The Effect of an Applied External Tensile Stress on the Oxidation Behavior of a Nickel-Base Alloy with a Re-base Diffusion-barrier-coating

A diffusion-barrier-coating system with a duplex layer structure comprised of an inner Re-base alloy layer and an outer β-NiAl layer was formed on the Ni–Mo alloy, Hastelloy-X. Alloy specimens with and without the coating were oxidized at 970 °C in air for up to 200 h with an imposed tensile stress of 22.5 MPa. The oxidation behavior under the stress-free condition was also investigated for comparison purposes. Strain rates of the specimens with a diffusion-barrier-coating system decreased rapidly for about 5 h, followed by a slow creep-deformation with a strain of 3.5% and strain rates of (0.7–0.2) × 10⁻⁷/s for 200 h. There was little change in both the coating structure and the composition (at%) of the inner Re-base alloy layer.
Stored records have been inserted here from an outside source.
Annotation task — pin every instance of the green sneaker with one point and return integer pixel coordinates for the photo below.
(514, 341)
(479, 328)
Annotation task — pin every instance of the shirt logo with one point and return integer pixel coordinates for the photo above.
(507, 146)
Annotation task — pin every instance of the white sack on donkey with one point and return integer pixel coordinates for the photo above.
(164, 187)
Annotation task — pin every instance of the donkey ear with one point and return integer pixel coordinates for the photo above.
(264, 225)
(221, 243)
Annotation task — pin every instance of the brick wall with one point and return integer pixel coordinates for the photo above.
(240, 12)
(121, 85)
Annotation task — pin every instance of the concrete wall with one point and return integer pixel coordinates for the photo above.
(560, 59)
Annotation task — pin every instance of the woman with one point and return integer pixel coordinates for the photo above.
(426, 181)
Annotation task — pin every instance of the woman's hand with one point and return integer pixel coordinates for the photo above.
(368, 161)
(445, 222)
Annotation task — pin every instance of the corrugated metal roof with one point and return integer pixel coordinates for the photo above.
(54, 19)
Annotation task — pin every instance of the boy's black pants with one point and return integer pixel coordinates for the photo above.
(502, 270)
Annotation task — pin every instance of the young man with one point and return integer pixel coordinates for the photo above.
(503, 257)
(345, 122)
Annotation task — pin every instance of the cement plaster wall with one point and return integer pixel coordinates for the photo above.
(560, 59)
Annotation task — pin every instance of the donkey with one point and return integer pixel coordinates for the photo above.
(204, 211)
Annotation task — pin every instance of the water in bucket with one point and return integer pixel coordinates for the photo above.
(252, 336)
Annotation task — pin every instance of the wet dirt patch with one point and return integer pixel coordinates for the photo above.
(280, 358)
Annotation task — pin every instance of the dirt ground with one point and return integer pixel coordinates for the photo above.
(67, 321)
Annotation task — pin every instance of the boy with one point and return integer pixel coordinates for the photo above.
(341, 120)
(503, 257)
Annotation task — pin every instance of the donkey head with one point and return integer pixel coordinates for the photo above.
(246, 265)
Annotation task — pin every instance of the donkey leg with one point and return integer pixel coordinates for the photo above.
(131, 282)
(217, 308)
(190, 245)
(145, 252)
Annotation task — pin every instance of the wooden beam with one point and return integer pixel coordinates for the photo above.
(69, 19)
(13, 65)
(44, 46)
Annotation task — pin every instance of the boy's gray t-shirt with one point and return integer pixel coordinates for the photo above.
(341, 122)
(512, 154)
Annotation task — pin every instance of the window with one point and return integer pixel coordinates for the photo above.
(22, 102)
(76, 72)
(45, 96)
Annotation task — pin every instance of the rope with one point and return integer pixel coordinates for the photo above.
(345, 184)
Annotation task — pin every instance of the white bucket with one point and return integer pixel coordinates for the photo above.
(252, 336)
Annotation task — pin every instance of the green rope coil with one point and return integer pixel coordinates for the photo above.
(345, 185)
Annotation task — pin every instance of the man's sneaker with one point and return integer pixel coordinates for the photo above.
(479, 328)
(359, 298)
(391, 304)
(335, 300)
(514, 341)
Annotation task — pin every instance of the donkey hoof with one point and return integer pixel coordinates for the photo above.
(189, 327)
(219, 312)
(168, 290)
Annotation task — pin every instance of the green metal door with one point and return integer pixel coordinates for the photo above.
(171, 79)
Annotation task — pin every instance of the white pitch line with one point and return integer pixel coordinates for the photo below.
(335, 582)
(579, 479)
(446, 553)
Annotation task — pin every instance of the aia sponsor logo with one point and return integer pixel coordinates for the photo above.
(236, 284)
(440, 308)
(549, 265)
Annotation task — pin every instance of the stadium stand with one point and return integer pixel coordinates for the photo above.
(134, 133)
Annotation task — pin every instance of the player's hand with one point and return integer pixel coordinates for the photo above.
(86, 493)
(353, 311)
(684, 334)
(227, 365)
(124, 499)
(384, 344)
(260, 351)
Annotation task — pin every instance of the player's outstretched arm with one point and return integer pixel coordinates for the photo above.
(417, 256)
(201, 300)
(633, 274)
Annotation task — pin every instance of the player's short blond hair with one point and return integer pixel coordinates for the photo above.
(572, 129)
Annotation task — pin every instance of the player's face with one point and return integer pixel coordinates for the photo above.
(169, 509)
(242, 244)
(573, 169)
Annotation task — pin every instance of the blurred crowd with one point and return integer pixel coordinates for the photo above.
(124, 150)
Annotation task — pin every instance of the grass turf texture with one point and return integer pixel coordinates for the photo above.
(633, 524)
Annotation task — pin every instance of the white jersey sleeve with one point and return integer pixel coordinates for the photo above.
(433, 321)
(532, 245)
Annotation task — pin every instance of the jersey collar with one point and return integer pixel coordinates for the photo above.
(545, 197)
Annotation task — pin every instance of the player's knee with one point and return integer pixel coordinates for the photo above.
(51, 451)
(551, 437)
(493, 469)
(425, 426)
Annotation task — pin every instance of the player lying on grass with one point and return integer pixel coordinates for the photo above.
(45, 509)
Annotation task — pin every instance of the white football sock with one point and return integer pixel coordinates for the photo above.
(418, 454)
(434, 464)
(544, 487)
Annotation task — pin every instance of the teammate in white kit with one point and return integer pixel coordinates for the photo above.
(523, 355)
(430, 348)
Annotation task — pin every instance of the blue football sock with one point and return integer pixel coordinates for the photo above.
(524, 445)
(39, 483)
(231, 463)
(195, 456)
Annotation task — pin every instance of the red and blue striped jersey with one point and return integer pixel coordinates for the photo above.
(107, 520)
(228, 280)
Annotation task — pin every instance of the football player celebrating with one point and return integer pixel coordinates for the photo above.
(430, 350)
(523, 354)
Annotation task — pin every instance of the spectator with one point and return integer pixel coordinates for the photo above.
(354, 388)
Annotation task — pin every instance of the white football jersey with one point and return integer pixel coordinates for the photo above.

Considering the creep behavior of the uncoated alloy, as well as the fact that there were few cracks and flaws in the Re-base alloy layer, it was concluded that this inner layer was subject to creep-deformation along with the alloy substrate. The external scale on the coated alloy consisted mainly of θ-Al₂O₃ at the early stage of the oxidation/deformation, and with further oxidation the surface scale formed a duplex layer structure consisting of outer plate-like θ-Al₂O₃ and inner equi-axed Al₂O₃. There was exfoliation of the outer θ-Al₂O₃ scale during the creep deformation. After the 200 h oxidation the outer β-NiAl contained (40–50)% Al, while the alloy substrate near the inner layer had less than 1 at% Al. It was found that the Re-base alloy layer acted an effective barrier against inward Al diffusion and outward diffusion of alloying elements.